3. Sampling weights and clustering#

3.1. Sampling weights#

You can provide sampling weights for each observation in your data set. To estimate a Modified Causal Forest with sampling weights, you need to set the gen_weighted parameter to True and provide the name of the variable containing the sampling weights in the var_w_name parameter.

3.2. Clustering#

If your data set contains clusters, you can provide the name of the variable containing the cluster identifier through the var_cluster_name parameter.

In case your data has a panel structure, your data set is also clustered, namely at the level of the individual. In this case you can provide the name of the variable containing the individual identifier through the var_cluster_name parameter.

The clusters are by default used to draw the random samples when growing the forest. You can control this behaviour through the gen_panel_in_rf parameter. To compute clustered standard errors, you need to set the gen_panel_data parameter to True.

3.3. Parameter overview#

The following table summarizes the parameters related to sampling weights and clustering in the class ModifiedCausalForest:

Parameter	Description
`var_w_name`	Name of the variable holding the sampling weight of each observation.
`gen_weighted`	If True, sampling weights from `var_w_name` will be used. Default: False.
`var_cluster_name`	Name of the variable holding the cluster identifier.
`gen_panel_data`	If True, clustered standard errors based on `var_cluster_name` are computed. Default: False.
`gen_panel_in_rf`	If True, clusters are used to draw the random samples when building the forest. Default: True. Only relevant if `gen_panel_data` is True.

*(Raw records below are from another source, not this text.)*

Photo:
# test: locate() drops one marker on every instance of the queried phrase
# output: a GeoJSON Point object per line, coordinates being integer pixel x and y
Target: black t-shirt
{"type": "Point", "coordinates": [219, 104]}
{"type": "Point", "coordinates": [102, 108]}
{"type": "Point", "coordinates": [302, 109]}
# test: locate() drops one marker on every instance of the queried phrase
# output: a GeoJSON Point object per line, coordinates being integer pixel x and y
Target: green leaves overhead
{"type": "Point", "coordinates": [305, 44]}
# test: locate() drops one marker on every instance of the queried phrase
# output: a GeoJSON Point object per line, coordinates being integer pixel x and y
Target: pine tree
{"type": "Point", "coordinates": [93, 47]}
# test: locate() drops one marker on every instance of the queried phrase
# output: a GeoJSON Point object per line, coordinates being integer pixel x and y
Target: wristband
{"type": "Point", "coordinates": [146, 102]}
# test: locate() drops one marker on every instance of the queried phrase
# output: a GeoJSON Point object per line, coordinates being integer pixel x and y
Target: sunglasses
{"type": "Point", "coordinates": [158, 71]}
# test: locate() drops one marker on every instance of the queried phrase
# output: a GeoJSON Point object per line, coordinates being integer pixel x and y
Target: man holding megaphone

Please consult the API for more details.

3.4. Examples#

from mcf import ModifiedCausalForest

ModifiedCausalForest(
    var_y_name="y",
    var_d_name="d",
    var_x_name_ord=["x1", "x2"],
    # Parameters for sampling weights:
    var_w_name="sampling_weight",
    gen_weighted=True
)

ModifiedCausalForest(
    var_y_name="y",
    var_d_name="d",
    var_x_name_ord=["x1", "x2"],
    # Parameters for clustering:
    var_cluster_name="cluster_id",
    gen_panel_data=True,
    gen_panel_in_rf=True
)